Deux cent quinze taxis-motos pour 40 000 habitants
La « guerre » au sein du transport public fait rage dans la ville de Sambava. La trentaine de taxis-ville et la vingtaine de taxis-be se battent au quotidien face à la montée en puissance du taxi-moto, plus connu sous le nom de bajaj. Selon Fulgence Behavana, un conducteur de taxi-moto, il y aurait actuellement deux cent quinze Bajaj dans la ville.
« La plupart des taxis-motos appartiennent à un petit nombre de personnes. Toutefois, les jeunes qui ont gagné de l’argent grâce à la vanille ou le trafic de bois de rose commencent à s’investir dans cette filière », a remarqué un conducteur de taxi-moto.
Pendant la présente campagne de la vanille, assurer le paiement du versement quotidien de 40 000 ariary par jour pour chaque Bajaj semble aisé.
![Certaines coopératives de paysans, comme à Bemanevika, militent contre le travail abusif des enfants.]()
Qualité – Le taux de vanilline en continuelle baisse
La filière vanille fait face aujourd’hui à des sérieuses menaces. Selon une source au sein des exportateurs, l’atteinte du taux de vanilline de 2,4% sur une gousse de vanille ressemble, actuellement, à un miracle.
« Le taux moyen tourne autour de 1%. C’est comme un cauchemar car le taux est resté supérieur à 2%, il y a dix ans », a confié un exportateur de vanille de Sambava.
Plusieurs facteurs ont été avancés comme principales causes de cette baisse de la qualité de vanille. Le premier serait l’affluence des opportunistes. Il y aurait, selon une source au sein du service de la douane de Sambava, seize nouveaux opérateurs dans la filière vanille en quelques mois.
« Parmi ces opérateurs opportunistes, bon nombre d’entre eux utilisent des machines pour sécher les gousses de vanille et ne respectent plus la règle de l’art. Ils n’attendent plus que les gousses soient mûres et séchées au soleil. C’est pour cette raison que vous ne sentez plus l’arôme de la vanille à Sambava car peu de gens sèchent les gousses de vanille au soleil dans leurs cours », a expliqué un autre opérateur.
Les paysans ne se soucient plus ainsi de la qualité de leurs gousses de vanille car ils sont sûrs de trouver preneurs.
![SAVA4]()
Une assise nationale
L’État a initié une assise nationale sur la vanille, le 14 novembre dernier. Elle a visé à retrouver les lettres de noblesse de la vanille de la Grande île. Mais l’attention s’est tournée vers les exportateurs.
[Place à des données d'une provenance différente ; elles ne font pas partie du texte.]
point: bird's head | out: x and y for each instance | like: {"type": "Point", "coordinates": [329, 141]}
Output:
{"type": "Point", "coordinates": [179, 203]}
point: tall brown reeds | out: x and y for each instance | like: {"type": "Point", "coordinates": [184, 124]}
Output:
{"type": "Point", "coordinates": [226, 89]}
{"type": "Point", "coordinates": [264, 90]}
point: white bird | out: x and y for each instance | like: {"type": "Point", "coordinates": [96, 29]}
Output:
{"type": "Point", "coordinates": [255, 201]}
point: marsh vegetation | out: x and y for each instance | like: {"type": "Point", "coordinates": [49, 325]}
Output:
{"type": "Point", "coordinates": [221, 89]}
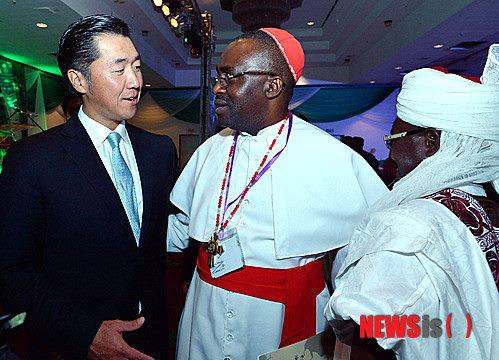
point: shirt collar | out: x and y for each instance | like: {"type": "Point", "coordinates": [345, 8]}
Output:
{"type": "Point", "coordinates": [98, 133]}
{"type": "Point", "coordinates": [267, 132]}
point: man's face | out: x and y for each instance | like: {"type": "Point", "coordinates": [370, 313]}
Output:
{"type": "Point", "coordinates": [240, 102]}
{"type": "Point", "coordinates": [115, 80]}
{"type": "Point", "coordinates": [407, 152]}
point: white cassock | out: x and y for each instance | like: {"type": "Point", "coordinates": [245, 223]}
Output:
{"type": "Point", "coordinates": [419, 258]}
{"type": "Point", "coordinates": [306, 204]}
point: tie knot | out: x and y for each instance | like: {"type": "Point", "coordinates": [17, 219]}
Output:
{"type": "Point", "coordinates": [114, 139]}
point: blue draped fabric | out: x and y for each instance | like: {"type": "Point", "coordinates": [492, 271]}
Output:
{"type": "Point", "coordinates": [338, 102]}
{"type": "Point", "coordinates": [323, 103]}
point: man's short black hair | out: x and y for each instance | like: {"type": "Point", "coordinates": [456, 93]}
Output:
{"type": "Point", "coordinates": [78, 47]}
{"type": "Point", "coordinates": [279, 64]}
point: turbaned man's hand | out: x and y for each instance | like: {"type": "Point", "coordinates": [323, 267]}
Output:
{"type": "Point", "coordinates": [108, 343]}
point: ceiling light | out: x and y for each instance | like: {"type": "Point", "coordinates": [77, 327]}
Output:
{"type": "Point", "coordinates": [166, 10]}
{"type": "Point", "coordinates": [174, 22]}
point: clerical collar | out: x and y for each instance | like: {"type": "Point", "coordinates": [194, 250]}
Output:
{"type": "Point", "coordinates": [266, 132]}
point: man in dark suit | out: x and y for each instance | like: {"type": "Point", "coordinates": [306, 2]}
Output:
{"type": "Point", "coordinates": [84, 209]}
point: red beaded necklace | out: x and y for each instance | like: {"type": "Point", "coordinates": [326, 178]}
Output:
{"type": "Point", "coordinates": [213, 247]}
{"type": "Point", "coordinates": [219, 226]}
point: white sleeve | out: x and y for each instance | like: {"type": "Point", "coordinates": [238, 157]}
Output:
{"type": "Point", "coordinates": [177, 238]}
{"type": "Point", "coordinates": [383, 282]}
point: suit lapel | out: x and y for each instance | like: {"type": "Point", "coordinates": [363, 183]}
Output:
{"type": "Point", "coordinates": [146, 177]}
{"type": "Point", "coordinates": [82, 152]}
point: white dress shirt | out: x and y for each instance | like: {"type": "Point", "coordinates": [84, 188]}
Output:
{"type": "Point", "coordinates": [98, 134]}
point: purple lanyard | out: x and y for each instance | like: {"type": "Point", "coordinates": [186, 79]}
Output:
{"type": "Point", "coordinates": [259, 175]}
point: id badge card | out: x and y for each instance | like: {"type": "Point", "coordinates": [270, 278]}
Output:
{"type": "Point", "coordinates": [231, 259]}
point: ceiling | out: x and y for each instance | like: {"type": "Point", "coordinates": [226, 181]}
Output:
{"type": "Point", "coordinates": [352, 41]}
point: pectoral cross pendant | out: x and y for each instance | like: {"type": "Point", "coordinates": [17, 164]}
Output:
{"type": "Point", "coordinates": [213, 248]}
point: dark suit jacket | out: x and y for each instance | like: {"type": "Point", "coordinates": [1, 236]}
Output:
{"type": "Point", "coordinates": [68, 256]}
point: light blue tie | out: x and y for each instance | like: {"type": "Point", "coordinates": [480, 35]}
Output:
{"type": "Point", "coordinates": [124, 184]}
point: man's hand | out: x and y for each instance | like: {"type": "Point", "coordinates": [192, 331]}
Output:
{"type": "Point", "coordinates": [109, 344]}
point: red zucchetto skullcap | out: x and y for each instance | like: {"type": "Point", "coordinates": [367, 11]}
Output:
{"type": "Point", "coordinates": [291, 49]}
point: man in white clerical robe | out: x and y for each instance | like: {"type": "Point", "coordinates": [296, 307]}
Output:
{"type": "Point", "coordinates": [289, 190]}
{"type": "Point", "coordinates": [430, 248]}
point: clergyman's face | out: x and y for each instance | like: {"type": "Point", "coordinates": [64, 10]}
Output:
{"type": "Point", "coordinates": [116, 80]}
{"type": "Point", "coordinates": [241, 100]}
{"type": "Point", "coordinates": [407, 152]}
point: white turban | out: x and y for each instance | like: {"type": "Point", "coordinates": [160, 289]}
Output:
{"type": "Point", "coordinates": [468, 115]}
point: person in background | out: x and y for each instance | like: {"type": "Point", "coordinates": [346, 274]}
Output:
{"type": "Point", "coordinates": [266, 198]}
{"type": "Point", "coordinates": [83, 221]}
{"type": "Point", "coordinates": [437, 227]}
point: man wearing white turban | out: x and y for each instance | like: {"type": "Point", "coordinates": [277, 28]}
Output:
{"type": "Point", "coordinates": [430, 247]}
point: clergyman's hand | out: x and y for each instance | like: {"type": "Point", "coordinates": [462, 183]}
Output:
{"type": "Point", "coordinates": [108, 343]}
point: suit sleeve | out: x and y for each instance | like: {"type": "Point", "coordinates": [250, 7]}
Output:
{"type": "Point", "coordinates": [51, 319]}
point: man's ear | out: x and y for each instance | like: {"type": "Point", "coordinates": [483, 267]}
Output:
{"type": "Point", "coordinates": [432, 141]}
{"type": "Point", "coordinates": [273, 87]}
{"type": "Point", "coordinates": [78, 81]}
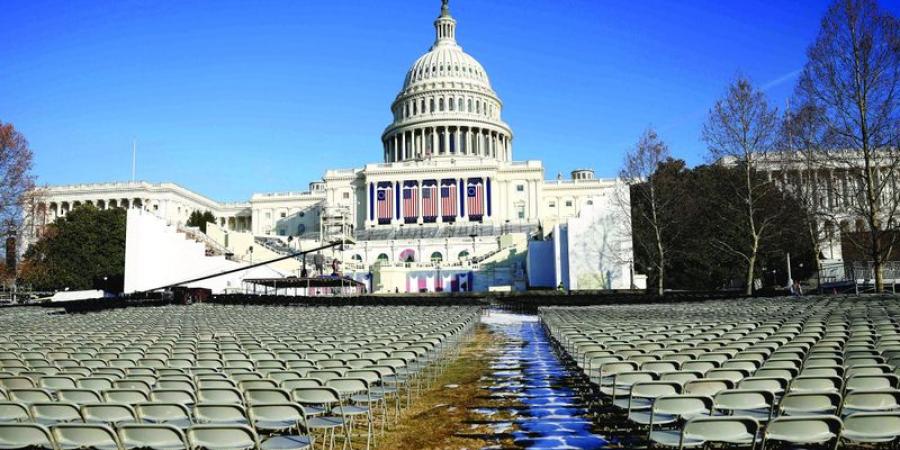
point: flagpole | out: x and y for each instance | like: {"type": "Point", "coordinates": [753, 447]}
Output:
{"type": "Point", "coordinates": [133, 158]}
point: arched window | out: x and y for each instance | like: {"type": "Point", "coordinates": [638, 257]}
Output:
{"type": "Point", "coordinates": [408, 255]}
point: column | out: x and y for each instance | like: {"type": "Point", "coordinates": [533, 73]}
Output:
{"type": "Point", "coordinates": [396, 150]}
{"type": "Point", "coordinates": [446, 137]}
{"type": "Point", "coordinates": [433, 140]}
{"type": "Point", "coordinates": [403, 153]}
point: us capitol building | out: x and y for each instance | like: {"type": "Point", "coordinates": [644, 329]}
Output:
{"type": "Point", "coordinates": [446, 195]}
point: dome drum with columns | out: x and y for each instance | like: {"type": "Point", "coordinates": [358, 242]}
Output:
{"type": "Point", "coordinates": [447, 183]}
{"type": "Point", "coordinates": [446, 106]}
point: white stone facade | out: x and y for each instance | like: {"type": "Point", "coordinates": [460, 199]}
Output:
{"type": "Point", "coordinates": [447, 184]}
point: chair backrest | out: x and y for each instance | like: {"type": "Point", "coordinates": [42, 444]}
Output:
{"type": "Point", "coordinates": [810, 402]}
{"type": "Point", "coordinates": [871, 382]}
{"type": "Point", "coordinates": [815, 383]}
{"type": "Point", "coordinates": [772, 384]}
{"type": "Point", "coordinates": [348, 386]}
{"type": "Point", "coordinates": [222, 436]}
{"type": "Point", "coordinates": [30, 395]}
{"type": "Point", "coordinates": [744, 400]}
{"type": "Point", "coordinates": [14, 412]}
{"type": "Point", "coordinates": [25, 435]}
{"type": "Point", "coordinates": [808, 429]}
{"type": "Point", "coordinates": [108, 413]}
{"type": "Point", "coordinates": [316, 396]}
{"type": "Point", "coordinates": [134, 436]}
{"type": "Point", "coordinates": [683, 405]}
{"type": "Point", "coordinates": [219, 413]}
{"type": "Point", "coordinates": [872, 427]}
{"type": "Point", "coordinates": [875, 400]}
{"type": "Point", "coordinates": [55, 412]}
{"type": "Point", "coordinates": [707, 387]}
{"type": "Point", "coordinates": [728, 429]}
{"type": "Point", "coordinates": [278, 412]}
{"type": "Point", "coordinates": [79, 435]}
{"type": "Point", "coordinates": [266, 395]}
{"type": "Point", "coordinates": [128, 396]}
{"type": "Point", "coordinates": [159, 412]}
{"type": "Point", "coordinates": [220, 395]}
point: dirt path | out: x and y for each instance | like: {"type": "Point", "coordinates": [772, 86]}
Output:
{"type": "Point", "coordinates": [441, 416]}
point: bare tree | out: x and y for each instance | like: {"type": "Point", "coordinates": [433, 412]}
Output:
{"type": "Point", "coordinates": [650, 199]}
{"type": "Point", "coordinates": [853, 73]}
{"type": "Point", "coordinates": [16, 180]}
{"type": "Point", "coordinates": [805, 139]}
{"type": "Point", "coordinates": [740, 130]}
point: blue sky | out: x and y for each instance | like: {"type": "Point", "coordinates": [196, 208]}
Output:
{"type": "Point", "coordinates": [232, 97]}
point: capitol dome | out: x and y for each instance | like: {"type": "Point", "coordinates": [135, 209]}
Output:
{"type": "Point", "coordinates": [446, 107]}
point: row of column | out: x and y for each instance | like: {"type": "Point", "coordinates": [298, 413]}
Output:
{"type": "Point", "coordinates": [834, 188]}
{"type": "Point", "coordinates": [460, 200]}
{"type": "Point", "coordinates": [429, 141]}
« Ce sont les exportateurs qui dictent leur loi. Ils donnent le ton quand ils ont besoin de vanille pour l’exportation. Ils nous pressent aussi à trouver des gousses même si elles sont encore vertes », a rapporté Rafaly, opérateur dans la filière.
En même temps, les exportateurs demandent l’assainissement de la filière et la mise en place de règles bien définies.
« Les opérateurs légaux se sentent harcelés. Certains n’ont même pas de magasin de stockage et exercent parfois leurs activités dans l’illégalité. Mais, nous avons l’impression que les employés de l’État ne contrôlent que les opérateurs légaux. Il faut donc assainir le milieu et cesser l’utilisation des machines de séchoir », a suggéré un opérateur de la région.
![Ntsay Christian, représentant de l'OIT, invite les opérateurs de la filière vanille à respecter le code visant à lutter contre le travail des enfants.]()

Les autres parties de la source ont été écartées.